There’s a different kind of ripple effect—the kind of positive ripple that comes when people see that their safety is taken seriously, and that cycling is safe, not just for the strong and fearless, but for “everybody from 8 to 80.” We know this positive ripple exists, because we can see the results where people know that their safety is a societal priority, in the Netherlands, and in Denmark. The sheer numbers of people—everyday, ordinary people who may not even think of themselves as “cyclists”— riding in these countries demonstrate that when people feel that their safety is taken seriously, they will ride.
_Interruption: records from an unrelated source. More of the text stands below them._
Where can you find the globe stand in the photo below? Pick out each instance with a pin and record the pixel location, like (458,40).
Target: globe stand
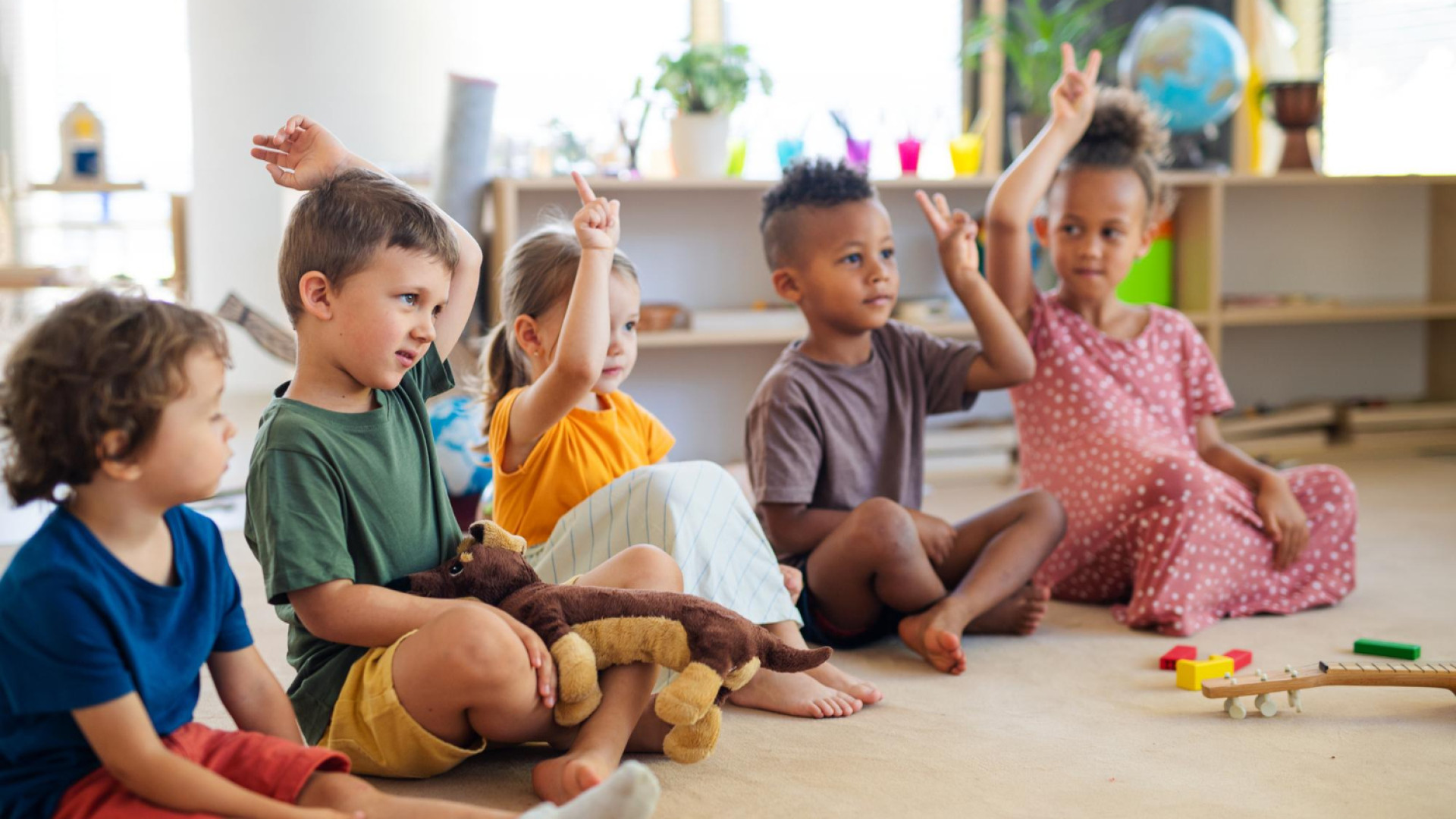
(1296,108)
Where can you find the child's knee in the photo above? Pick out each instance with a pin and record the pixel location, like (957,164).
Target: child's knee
(481,649)
(650,567)
(886,526)
(335,790)
(1044,507)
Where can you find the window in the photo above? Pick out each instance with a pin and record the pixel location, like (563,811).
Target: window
(1388,83)
(128,63)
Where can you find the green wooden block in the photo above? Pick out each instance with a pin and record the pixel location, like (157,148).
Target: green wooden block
(1386,649)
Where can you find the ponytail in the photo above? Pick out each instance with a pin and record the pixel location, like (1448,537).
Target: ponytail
(504,371)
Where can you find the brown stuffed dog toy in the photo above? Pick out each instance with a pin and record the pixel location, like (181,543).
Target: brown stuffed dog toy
(590,629)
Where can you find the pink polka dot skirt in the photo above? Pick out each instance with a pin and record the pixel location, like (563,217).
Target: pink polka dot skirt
(1109,428)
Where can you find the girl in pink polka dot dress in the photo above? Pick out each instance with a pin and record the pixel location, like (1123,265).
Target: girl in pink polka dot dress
(1165,519)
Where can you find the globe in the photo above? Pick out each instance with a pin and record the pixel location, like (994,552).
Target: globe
(456,425)
(1190,63)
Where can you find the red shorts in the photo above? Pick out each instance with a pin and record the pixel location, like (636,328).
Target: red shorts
(259,763)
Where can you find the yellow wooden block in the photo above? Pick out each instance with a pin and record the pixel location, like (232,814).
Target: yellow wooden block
(1193,672)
It’s not necessary to be a strong and fearless rider, or a risk-taker, or specially-trained, or to wear helmets and lights and fluorescent colors. It’s just necessary to prioritize cyclist safety, to stop shifting the blame for collisions from careless drivers to their victims, and to stop normalizing and excusing dangerous driving.
When we do these things, people feel safe, and they will ride, because they know they will come home safe at the end of the day. This is the positive ripple effect. And when we don’t do these things, when we exonerate dangerous drivers and shift the blame to their victims, when we respond to each cycling fatality with ticket blitzes against cyclists, while turning a blind eye to dangerous drivers, when we malign cyclists as “scofflaws” while ignoring the scofflaw drivers, when assaults against cyclists are “funny,” when only the strong and fearless cyclists, and the risk-takers, and the specially-trained cyclists feel “safe,” in conditions that make everybody else feel unsafe, we create a negative ripple effect. We can see that too, in the already low and dropping numbers of people who ride, and the growing numbers of people who think “nope, too dangerous for me.”
We have a choice. There’s a better way, if we want it. But it’s up to us to make it happen.